I snapped the phone shut, grabbed the tire iron from the trunk, and headed back down the street.
Chapter 43
As silently as possible, I approached through the neighboring hedges. The garage door had been lowered, and I could hear from behind it the screech of tape being stripped from a roll. Slowing my breathing, I eased up on the window at the side of the garage, wading through a scented hedge of juniper. A dusty set of venetians guarded the glass, but where the stiff blinds had been tweaked down, I could see into the dim interior.

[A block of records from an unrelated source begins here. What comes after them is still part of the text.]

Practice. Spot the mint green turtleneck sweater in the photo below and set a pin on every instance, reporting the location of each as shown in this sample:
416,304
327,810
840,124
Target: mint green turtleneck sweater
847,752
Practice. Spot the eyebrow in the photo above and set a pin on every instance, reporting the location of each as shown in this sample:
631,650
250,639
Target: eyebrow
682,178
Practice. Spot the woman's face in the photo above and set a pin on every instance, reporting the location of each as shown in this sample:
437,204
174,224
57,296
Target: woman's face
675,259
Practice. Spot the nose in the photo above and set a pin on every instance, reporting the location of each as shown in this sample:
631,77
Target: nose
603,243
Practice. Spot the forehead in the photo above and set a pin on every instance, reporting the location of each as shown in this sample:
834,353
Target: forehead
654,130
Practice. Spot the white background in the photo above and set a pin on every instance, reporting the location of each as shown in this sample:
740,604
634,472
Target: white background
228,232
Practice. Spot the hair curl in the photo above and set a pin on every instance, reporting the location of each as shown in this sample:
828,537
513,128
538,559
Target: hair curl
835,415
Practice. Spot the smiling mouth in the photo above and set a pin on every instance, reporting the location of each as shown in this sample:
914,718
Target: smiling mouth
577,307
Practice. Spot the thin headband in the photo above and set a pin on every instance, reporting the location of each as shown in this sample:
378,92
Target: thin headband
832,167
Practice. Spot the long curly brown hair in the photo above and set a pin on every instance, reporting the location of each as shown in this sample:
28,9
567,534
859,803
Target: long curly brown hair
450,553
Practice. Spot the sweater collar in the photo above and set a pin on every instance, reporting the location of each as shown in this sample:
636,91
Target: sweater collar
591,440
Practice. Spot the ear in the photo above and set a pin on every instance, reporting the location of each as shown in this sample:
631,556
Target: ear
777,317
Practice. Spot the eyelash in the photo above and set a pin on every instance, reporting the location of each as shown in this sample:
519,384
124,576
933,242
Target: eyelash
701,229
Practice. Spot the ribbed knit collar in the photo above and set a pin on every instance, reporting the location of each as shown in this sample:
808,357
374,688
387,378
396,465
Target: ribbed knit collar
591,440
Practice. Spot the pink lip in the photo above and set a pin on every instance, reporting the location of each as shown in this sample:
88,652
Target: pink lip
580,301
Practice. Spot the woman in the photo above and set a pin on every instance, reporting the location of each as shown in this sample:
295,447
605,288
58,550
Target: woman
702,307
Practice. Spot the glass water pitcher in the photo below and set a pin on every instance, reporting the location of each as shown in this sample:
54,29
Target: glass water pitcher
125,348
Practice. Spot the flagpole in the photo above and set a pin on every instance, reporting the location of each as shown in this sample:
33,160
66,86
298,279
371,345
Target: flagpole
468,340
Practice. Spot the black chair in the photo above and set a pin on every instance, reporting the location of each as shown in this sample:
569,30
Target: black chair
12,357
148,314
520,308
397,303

Lloyd's waist and legs protruded from the back of the van. At his feet a heap of plastic drop cloth. He emerged, roll of tape in his mouth, X-acto knife in his hand. Judging from the unused material, he was on the tail end of the job.
I withdrew, peering over my shoulder at intervals. He'd left the kitchen door unlocked, and I slipped inside. Dirty dishes, crumbs, and empty jars had overtaken the counters I'd cleaned just days before, a half-eaten burrito resting atop the rubber guard of the garbage disposal Lloyd doing his best to keep doing.
Tire iron swinging at my side, I squared off with the dark hall and the seam of light under the bedroom door at the end. Beneath the nervous ticking of the kitchen clock and the grandfather's stately tocking from the living room, I could make out the wheeze of medical equipment. I started back, the photos of Lloyd and Janice hung at intervals providing a journey through their married lives. The wedding picture, the two of them beaming and clutching like prom dates. The bumper of their Gremlin, trailing toilet paper and tin cans, Best of Luck! frosted in cursive on the rear window. Poolside in Hawaii, paperbacks splayed on lounge chairs, fruit-bedecked cocktails raised. I was aware of my footfall on the slightly warped floorboards, my breath firing in my chest, that strip of light growing ever closer. Threads of gray had crept into Janice's hair by the time they were snapped before El Capitan in Yosemite. Jovial smile lines textured their faces as they held hands across a wrought-iron patio table in a Venetian piazza. Most of the pictures had caught them looking at each other rather than at the lens, as if they couldn't help themselves, as if they had a secret from the rest of the lonely world.
I reached the bedroom door and set my hand on the bulbous antique knob, the white-noise hum of the medical equipment beyond drowning out the clocks, my thoughts. In hackneyed narrative tradition, I couldn't help but recall standing outside another door, fearful of entering.
Before I lost my nerve, I pushed through into the room.